HONG KONG (Reuters Breakingviews) - The markets just delivered a stinging reminder about Chinese consumption. Fresh threats by President Donald Trump to apply tariffs on another $200 billion of goods from the People’s Republic sent mainland stocks reeling on Tuesday. They are now trading at their lowest in a year. Bond prices also fell and the yuan posted its sharpest single-day decline against the dollar since January 2017. Local demand has not yet decoupled from global trade.
Contemporaneous moves by the People’s Bank of China, which included a massive cash injection into money markets and a verbal promise to release more bank reserves, shows how serious the issue is. Fixed-income was already under pressure due to a regulatory crackdown on sloppy lending, but shares had been moving up nicely.
That reflected a steady thematic refocus on local shoppers. A Morgan Stanley analysis found that only 12 percent of revenue at companies listed in China derived from shipping goods overseas. A rallying yuan also was reducing the cost of imported components and commodities, benefiting companies and consumers alike.

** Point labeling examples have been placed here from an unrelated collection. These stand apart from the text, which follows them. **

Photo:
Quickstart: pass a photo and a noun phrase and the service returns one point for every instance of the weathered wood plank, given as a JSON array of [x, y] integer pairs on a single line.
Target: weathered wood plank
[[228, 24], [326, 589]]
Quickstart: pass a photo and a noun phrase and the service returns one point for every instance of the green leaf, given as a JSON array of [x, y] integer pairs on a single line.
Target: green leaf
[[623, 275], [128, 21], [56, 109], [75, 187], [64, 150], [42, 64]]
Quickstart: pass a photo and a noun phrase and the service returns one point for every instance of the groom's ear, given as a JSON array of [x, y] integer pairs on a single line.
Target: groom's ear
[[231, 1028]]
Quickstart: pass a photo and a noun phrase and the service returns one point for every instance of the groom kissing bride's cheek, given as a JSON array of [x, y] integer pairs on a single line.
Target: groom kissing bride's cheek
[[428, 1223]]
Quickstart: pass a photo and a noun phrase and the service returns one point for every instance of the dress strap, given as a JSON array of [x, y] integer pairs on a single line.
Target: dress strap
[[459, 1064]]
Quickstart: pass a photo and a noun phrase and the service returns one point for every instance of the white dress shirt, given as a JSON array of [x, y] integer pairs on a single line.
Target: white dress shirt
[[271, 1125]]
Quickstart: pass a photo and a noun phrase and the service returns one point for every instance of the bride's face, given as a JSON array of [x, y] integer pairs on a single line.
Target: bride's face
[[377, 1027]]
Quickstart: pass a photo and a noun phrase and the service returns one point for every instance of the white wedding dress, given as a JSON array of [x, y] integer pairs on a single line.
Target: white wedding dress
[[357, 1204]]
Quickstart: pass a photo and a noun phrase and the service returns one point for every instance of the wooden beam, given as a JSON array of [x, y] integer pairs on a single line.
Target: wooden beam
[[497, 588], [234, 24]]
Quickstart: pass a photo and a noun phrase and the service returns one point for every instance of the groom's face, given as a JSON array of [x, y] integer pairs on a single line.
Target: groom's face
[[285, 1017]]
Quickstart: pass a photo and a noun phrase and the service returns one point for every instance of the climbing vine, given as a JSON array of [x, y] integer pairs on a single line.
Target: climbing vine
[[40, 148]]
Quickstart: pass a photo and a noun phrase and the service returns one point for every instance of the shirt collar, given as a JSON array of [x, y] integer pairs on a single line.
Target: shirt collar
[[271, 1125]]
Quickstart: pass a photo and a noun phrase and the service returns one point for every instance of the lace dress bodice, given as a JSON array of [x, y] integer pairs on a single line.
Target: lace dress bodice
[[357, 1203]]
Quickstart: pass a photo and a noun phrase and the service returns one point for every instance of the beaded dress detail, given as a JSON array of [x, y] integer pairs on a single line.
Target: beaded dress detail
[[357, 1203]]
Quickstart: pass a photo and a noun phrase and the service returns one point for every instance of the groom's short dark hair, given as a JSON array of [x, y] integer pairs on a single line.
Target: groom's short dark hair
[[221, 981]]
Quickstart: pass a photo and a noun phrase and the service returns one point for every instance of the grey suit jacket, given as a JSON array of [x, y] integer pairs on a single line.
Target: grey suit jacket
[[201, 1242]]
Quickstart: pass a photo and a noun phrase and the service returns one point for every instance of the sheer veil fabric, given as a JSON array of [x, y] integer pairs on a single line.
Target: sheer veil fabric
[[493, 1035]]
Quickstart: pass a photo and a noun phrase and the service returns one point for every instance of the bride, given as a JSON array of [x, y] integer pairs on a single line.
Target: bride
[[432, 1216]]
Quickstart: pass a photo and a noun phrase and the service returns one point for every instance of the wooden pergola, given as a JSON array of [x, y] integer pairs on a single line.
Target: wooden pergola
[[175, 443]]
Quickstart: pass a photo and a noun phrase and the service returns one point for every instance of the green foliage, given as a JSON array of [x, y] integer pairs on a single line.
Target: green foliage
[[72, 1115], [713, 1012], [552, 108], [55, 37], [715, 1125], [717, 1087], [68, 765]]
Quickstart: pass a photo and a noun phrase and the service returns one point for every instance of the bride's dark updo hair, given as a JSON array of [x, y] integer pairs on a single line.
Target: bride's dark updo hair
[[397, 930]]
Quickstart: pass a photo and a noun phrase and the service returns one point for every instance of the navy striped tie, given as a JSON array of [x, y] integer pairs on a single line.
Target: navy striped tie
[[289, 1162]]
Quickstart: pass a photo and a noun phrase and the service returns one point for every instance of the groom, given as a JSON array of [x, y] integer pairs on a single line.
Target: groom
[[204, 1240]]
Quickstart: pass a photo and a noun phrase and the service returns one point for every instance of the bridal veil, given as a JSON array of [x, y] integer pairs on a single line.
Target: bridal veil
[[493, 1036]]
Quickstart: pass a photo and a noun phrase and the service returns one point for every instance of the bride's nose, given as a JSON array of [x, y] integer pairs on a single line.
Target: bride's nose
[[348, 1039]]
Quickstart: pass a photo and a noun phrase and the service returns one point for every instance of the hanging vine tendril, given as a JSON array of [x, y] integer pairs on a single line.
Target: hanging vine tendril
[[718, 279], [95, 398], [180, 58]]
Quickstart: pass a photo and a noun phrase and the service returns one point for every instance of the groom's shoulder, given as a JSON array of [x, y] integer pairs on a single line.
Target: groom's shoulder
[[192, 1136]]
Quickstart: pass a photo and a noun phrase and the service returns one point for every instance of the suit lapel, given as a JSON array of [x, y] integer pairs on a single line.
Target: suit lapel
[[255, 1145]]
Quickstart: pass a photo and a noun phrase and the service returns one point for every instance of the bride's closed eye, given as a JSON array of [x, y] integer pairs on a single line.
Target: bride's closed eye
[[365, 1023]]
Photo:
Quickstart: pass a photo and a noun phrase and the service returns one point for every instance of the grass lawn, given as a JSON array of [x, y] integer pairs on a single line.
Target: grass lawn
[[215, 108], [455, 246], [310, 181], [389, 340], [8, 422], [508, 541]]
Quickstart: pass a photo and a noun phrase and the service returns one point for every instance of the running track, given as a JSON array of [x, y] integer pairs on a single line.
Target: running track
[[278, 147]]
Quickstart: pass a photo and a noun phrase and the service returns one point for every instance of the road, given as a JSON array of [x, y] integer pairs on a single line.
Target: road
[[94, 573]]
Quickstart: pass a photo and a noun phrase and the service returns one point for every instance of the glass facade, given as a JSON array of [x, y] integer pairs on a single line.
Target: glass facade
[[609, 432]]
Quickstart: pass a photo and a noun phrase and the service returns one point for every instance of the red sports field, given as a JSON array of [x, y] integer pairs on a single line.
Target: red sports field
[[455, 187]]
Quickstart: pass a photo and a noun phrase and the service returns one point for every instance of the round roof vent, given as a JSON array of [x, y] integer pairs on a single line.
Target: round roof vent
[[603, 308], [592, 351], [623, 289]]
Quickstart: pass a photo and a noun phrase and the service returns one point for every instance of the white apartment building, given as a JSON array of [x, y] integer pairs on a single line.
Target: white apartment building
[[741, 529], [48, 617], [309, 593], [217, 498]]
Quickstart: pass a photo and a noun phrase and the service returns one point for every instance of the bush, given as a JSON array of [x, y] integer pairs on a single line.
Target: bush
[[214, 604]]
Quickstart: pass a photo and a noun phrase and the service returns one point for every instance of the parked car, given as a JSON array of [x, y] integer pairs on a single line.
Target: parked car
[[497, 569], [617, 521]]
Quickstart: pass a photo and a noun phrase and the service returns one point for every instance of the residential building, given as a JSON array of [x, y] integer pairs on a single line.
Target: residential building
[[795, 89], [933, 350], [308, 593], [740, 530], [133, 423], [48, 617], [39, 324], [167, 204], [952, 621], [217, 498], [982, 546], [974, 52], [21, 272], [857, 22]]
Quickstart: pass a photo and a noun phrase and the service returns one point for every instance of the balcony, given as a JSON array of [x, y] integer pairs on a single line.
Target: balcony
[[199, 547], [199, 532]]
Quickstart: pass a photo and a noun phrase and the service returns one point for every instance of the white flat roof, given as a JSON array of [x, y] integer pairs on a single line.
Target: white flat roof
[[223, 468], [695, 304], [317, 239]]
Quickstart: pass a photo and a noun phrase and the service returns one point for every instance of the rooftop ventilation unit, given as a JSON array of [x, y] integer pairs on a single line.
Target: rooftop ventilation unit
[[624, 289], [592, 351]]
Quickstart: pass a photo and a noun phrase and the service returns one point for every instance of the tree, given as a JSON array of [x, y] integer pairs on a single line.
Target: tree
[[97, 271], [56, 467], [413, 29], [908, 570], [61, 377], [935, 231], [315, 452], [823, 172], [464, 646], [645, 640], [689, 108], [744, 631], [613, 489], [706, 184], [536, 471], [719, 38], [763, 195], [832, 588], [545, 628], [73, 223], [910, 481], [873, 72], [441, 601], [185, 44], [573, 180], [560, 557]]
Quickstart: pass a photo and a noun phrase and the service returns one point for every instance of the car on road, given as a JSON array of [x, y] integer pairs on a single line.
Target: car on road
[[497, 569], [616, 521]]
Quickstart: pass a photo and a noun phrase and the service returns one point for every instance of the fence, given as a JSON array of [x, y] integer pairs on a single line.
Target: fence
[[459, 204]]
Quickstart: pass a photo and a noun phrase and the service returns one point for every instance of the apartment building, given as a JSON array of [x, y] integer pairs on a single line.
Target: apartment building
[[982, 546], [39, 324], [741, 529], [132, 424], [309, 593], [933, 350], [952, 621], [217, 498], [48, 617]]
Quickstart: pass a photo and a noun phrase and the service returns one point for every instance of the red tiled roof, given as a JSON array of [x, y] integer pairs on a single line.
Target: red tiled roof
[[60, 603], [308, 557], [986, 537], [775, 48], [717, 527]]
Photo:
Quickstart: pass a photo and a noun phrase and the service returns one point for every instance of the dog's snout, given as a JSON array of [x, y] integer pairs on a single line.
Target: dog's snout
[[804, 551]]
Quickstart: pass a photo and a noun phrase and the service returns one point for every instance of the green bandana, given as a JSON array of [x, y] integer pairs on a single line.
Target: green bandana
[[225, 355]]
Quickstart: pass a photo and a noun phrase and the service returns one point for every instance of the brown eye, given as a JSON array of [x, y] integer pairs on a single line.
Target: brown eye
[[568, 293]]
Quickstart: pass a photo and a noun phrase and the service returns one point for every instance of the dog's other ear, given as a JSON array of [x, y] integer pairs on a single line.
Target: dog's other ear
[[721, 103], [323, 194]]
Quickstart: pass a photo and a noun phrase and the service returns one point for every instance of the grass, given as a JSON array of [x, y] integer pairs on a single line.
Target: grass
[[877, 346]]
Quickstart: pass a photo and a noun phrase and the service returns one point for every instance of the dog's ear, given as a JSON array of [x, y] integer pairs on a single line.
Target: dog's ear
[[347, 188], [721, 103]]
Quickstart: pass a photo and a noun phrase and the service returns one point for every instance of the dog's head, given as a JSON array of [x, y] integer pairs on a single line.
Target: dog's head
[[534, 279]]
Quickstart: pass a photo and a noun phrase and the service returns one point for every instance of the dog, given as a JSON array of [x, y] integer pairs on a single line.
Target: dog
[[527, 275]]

Reduced exports to the United States will take their toll, though. They contributed 9 percent to last year’s economic growth and fund the paychecks for millions of workers. As importantly, while China runs a large net surplus, it also buys a lot of foreign wares. OECD data shows the country imports about 10 percent of the world’s goods and services, especially energy.
Many companies also have borrowed heavily in dollars. A rally in the greenback, combined with signs of softening investment and rising bond defaults, arrives at a bad time. The companies currently pulling down Chinese indexes include heavyweight airlines such as Air China and commodities producers including Tianqi Lithium. The tech-heavy Chinext Growth Index, dependent on imported chips and the like, also fell.
One immediate result is de facto easing. In a break from norms, the central bank has refrained from following the U.S. Federal Reserve’s latest rate hikes. That will keep the yuan soft, which might offset some impact of trade tariffs, but will further irritate Trump. Chinese companies are far less dependent on exports than they used to be, but the economy is hardly insulated from the forces of isolation.